LA COUR ORDONNE que l'appel soit par la présente rejeté.
" Eleanor R. Dawson"
juge
Traduction certifiée conforme
Laurier Parenteau, B. A., LL. L.
Date : 20000301
Dossier : T-75-99
ENTRE :
SAI HUNG PAU
demandeur
- et -
LE MINISTRE DE LA CITOYENNETÉ ET DE L'IMMIGRATION
défendeur
MOTIF DU JUGEMENT
(prononcés à l'audience le 22 février 2000, à Toronto)
LE JUGE DAWSON
[1] Il s'agit d'un appel interjeté par le demandeur en application du paragraphe 14(5) de la Loi sur la citoyenneté contre une décision d'un juge de la citoyenneté rendue le 14 décembre 1998, par laquelle a rejeté le juge la demande de citoyenneté.

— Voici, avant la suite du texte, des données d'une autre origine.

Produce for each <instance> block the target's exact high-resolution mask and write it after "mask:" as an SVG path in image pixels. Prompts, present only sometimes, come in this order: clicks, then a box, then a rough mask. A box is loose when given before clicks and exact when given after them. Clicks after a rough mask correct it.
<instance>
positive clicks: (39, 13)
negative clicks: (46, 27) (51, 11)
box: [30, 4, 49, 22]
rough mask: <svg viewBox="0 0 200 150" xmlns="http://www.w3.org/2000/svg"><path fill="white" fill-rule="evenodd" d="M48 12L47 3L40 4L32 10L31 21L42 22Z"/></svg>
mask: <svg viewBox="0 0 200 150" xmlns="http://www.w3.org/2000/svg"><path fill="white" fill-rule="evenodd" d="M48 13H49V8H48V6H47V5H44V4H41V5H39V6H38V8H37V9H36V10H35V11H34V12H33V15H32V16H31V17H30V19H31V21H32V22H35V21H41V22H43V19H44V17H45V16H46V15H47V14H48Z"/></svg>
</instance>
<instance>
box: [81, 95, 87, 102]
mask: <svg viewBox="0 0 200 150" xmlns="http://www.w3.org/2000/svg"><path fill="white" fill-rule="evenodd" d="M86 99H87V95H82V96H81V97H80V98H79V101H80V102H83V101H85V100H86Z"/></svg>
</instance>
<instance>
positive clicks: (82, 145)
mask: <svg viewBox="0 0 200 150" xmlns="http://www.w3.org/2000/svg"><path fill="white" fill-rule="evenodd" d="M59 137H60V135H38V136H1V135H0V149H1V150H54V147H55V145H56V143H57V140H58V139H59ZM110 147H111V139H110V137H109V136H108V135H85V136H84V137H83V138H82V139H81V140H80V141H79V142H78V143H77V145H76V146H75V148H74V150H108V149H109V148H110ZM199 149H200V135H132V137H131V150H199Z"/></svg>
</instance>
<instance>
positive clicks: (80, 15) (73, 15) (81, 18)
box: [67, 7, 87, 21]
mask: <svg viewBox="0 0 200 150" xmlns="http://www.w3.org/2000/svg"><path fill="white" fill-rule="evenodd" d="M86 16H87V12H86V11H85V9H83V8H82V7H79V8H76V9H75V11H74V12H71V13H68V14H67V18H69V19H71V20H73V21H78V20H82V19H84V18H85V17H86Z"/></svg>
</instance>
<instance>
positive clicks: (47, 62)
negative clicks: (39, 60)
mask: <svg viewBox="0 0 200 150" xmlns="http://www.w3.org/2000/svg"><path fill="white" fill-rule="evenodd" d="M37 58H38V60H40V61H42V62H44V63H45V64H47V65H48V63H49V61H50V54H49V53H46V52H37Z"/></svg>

[2] Aux termes de la décision du 14 décembre 1998, le juge de la citoyenneté a estimé que le demandeur n'avait pas satisfait aux exigences de l'alinéa 5(1)c) de la Loi sur la citoyenneté, en matière de résidence.

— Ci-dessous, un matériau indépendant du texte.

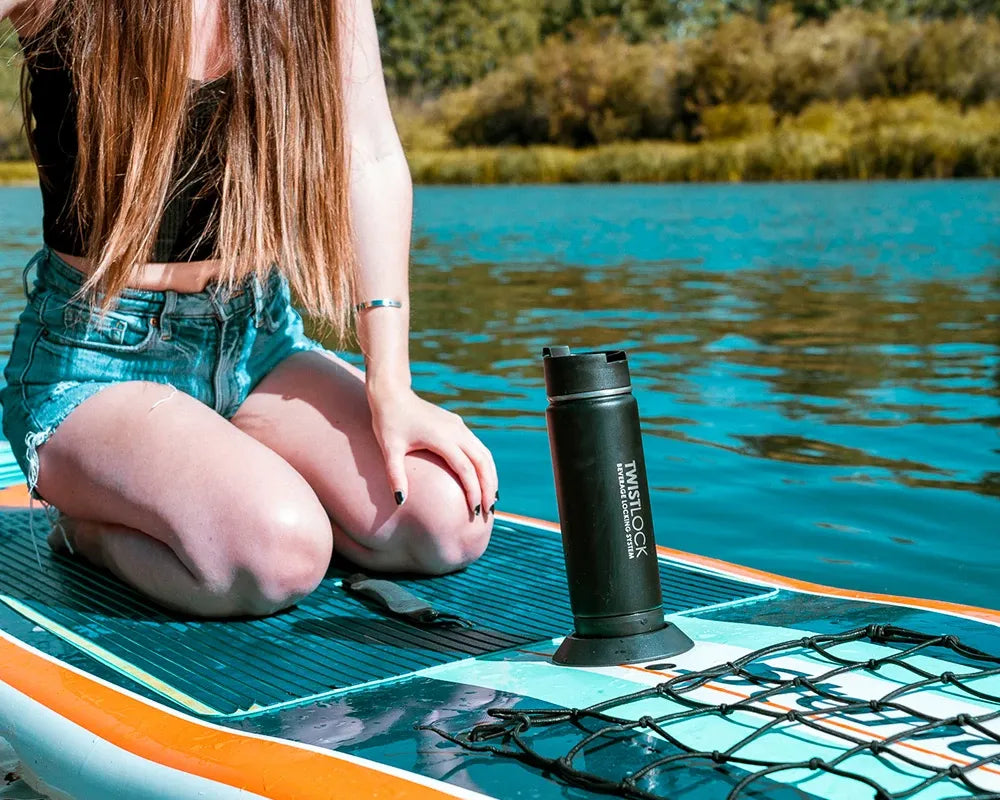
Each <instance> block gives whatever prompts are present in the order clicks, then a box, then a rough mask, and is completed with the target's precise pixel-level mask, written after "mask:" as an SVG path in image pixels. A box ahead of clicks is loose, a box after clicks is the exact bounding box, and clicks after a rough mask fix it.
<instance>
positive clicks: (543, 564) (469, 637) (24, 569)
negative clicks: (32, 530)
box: [0, 511, 770, 716]
mask: <svg viewBox="0 0 1000 800" xmlns="http://www.w3.org/2000/svg"><path fill="white" fill-rule="evenodd" d="M29 522H30V512H27V511H7V512H2V513H0V552H3V554H4V558H3V562H2V564H0V594H2V595H3V597H2V598H0V599H2V600H3V602H5V603H6V604H7V605H9V606H10V607H12V608H14V610H16V611H18V612H19V613H21V614H24V615H25V616H26V617H28V618H29V619H31V620H33V621H34V622H35V623H36V624H37V625H39V626H41V627H42V628H45V629H46V630H48V631H50V632H51V633H54V634H55V635H57V636H59V637H60V639H62V640H64V641H68V642H69V643H70V644H72V645H74V646H75V647H78V648H80V649H81V650H82V651H83V652H86V653H88V654H89V655H91V656H93V657H94V658H97V659H99V660H101V661H103V662H104V663H106V664H109V665H111V666H112V667H114V668H115V669H117V670H119V671H120V672H122V673H124V674H126V675H128V676H129V677H130V678H132V679H133V680H137V681H139V682H140V683H142V684H143V685H145V686H147V687H148V688H150V689H152V690H153V691H156V692H158V693H159V694H161V695H162V696H164V697H166V698H168V699H170V700H172V701H173V702H174V703H176V704H178V705H180V706H182V707H184V708H186V709H187V710H188V711H191V712H193V713H198V714H202V715H204V716H218V715H225V716H230V715H241V714H247V713H257V712H263V711H265V710H268V709H272V708H275V707H278V706H282V705H286V704H295V703H299V702H302V701H304V700H307V699H314V698H316V697H317V696H319V695H323V694H328V693H331V692H334V691H337V690H344V689H349V688H352V687H356V686H359V685H362V684H366V683H370V682H372V681H379V680H385V679H389V678H394V677H399V676H402V675H407V674H409V673H412V672H415V671H417V670H420V669H424V668H426V667H431V666H436V665H439V664H444V663H448V662H451V661H454V660H456V659H461V658H467V657H469V656H478V655H484V654H486V653H492V652H496V651H499V650H504V649H507V648H510V647H516V646H519V645H523V644H526V643H529V642H535V641H539V640H545V639H551V638H552V637H555V636H561V635H564V634H566V633H568V632H570V630H571V628H572V615H571V613H570V609H569V599H568V596H567V589H566V576H565V572H564V568H563V560H562V543H561V541H560V538H559V535H558V534H556V533H552V532H550V531H545V530H541V529H538V528H533V527H528V526H523V525H518V524H510V523H506V522H497V523H496V525H495V528H494V534H493V541H492V542H491V544H490V547H489V549H488V550H487V552H486V554H485V555H484V556H483V557H482V558H481V559H480V560H479V561H478V562H476V563H475V564H473V565H472V566H471V567H469V568H468V569H466V570H464V571H462V572H459V573H455V574H452V575H447V576H444V577H438V578H426V577H406V576H386V577H388V578H389V579H390V580H394V581H396V582H398V583H399V584H400V585H401V586H404V587H405V588H407V589H409V590H410V591H412V592H413V593H415V594H416V595H418V596H419V597H421V598H423V599H424V600H427V601H428V602H429V603H430V604H431V605H432V606H433V607H434V608H435V609H436V610H438V611H442V612H450V613H453V614H458V615H459V616H461V617H463V618H464V619H466V620H468V621H469V622H471V623H472V627H470V628H425V627H419V626H415V625H413V624H411V623H409V622H404V621H402V620H398V619H394V618H391V617H388V616H386V615H385V614H384V613H382V612H380V611H378V610H377V609H375V608H374V607H373V606H371V605H368V604H366V603H365V602H364V601H363V600H360V599H358V598H357V597H355V596H352V595H350V594H349V593H347V592H346V591H345V590H344V589H343V588H342V587H341V585H340V579H341V578H343V577H346V576H347V575H349V574H351V573H352V572H355V571H356V570H354V569H352V568H351V567H350V565H344V568H343V569H340V568H338V567H337V566H333V567H331V569H330V572H329V573H328V576H327V579H326V580H324V582H323V583H322V584H321V585H320V587H319V588H318V589H317V590H316V591H315V592H314V593H313V594H312V595H310V596H309V597H308V598H306V599H305V600H303V601H302V602H301V603H299V604H298V605H297V606H296V607H294V608H292V609H289V610H288V611H285V612H282V613H280V614H276V615H274V616H272V617H268V618H265V619H241V620H200V619H184V618H181V617H178V616H177V615H174V614H171V613H168V612H166V611H163V610H161V609H159V608H158V607H156V606H154V605H152V604H151V603H150V602H149V601H147V600H145V599H144V598H143V597H141V596H140V595H139V594H137V593H136V592H134V591H132V590H131V589H130V588H128V587H127V586H125V585H124V584H122V583H121V582H119V581H118V580H117V579H116V578H114V577H112V576H110V575H108V574H107V573H104V572H102V571H100V570H97V569H94V568H92V567H90V566H89V565H87V564H84V563H82V562H81V561H79V560H77V559H75V558H72V557H68V556H64V555H61V554H57V553H53V552H51V551H50V550H49V548H48V547H47V546H46V545H45V543H44V541H41V542H40V543H39V546H38V549H37V553H36V548H35V547H34V546H33V544H32V541H31V536H30V532H29V528H30V525H29ZM34 523H35V532H36V536H38V537H39V539H41V538H43V537H42V536H41V533H42V532H43V531H45V530H47V527H46V523H45V517H44V515H43V514H42V513H41V512H40V511H36V512H35V519H34ZM661 578H662V584H663V594H664V609H665V611H666V612H667V613H675V612H678V611H684V610H689V609H694V608H702V607H705V606H711V605H715V604H719V603H726V602H732V601H739V600H747V599H752V598H756V597H762V596H766V595H768V594H770V590H769V589H767V588H766V587H760V586H754V585H749V584H745V583H741V582H738V581H735V580H731V579H728V578H725V577H723V576H719V575H715V574H711V573H707V572H702V571H699V570H694V569H685V568H682V567H679V566H676V565H673V564H666V563H662V562H661ZM33 644H35V645H36V646H39V645H38V644H37V643H36V642H33ZM42 646H44V645H42Z"/></svg>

[3] Le demandeur est arrivé au Canada le 17 mai 1994 et a présenté une demande de citoyenneté le 10 novembre 1997. Le dossier établit que pendant cette période, le demandeur a été physiquement présent au Canada durant 430 jours au total. Il manquait donc au demandeur 665 jours de présence au Canada pour respecter la norme minimale de 1095 jours.
[4] Au soutien de son appel, le demandeur a plaidé que le juge de la citoyenneté a commis une erreur en donnant trop de poids au seul auteur de doctrine cité par le juge de la citoyenneté et que celui-ci commis une erreur en concluant que le demandeur ne satisfaisait pas à l'exigence en matière de résidence.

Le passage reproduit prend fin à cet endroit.